The key thing to consider is that graph databases store relations are treated separately. In a graph, the relations are translated to edges.
Now, let us think of the operations one might want to do on the type of data - network topology in our case. Following are some examples and what we might have to do to fetch the data:
|Operation||Relational DB||Graph DB|
|Get config info of a switch||Query based on property search||Query based on property search|
|Get immediate neighbors of a switch||Query a switch, query switches how are related to the parent||Query nodes whose parent is the given switch|
|Get full topology given a switch||Recursively query switches||Query all related switch of a given switch|
|Get full topology||Get all records||Get all nodes and edges|
|Update information of a switch||Find the switch, update the property||Find the switch, update the property|
|Remove a switch and connected devices||Recursively find the devices, remove them, remove the switch||Remove all the nodes related to the given switch|
As you can see, the difference is in doing the recursive calls.

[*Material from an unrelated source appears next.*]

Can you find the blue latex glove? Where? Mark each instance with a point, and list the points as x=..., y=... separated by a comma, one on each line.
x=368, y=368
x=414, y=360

All other operations are fairly similar in nature. But when querying nested records or records related over multiple relations, SQL will have you write recursive queries. Graph database’s languages handle this for you.
One might argue - “So what? Graph database will be slightly more efficient given my little amount of data, and it anyway makes multiple queries. With relational database, I have to write them, with graph database, the system writes them for me.”. This might be true, but let us look at the time complexity. With graph database, such a recursive operation would take O(log(n)) + O(1) time; while it would take multiple O(log(n)) for lookups, then more time to join it. Of course, the point of “little amount of data” is valid. If there is not much data, the time logarithmic time complexity won’t help much.
But wait! This is not all! We live in a time when “cloud” is preferred. That means, you will end up sending each query over network connection while doing recursive calls! And this alone is good enough an argument for me to choose graph systems over relational system in this use case.
I hope this analysis gives you an idea as to how to go about evaluating for yourself.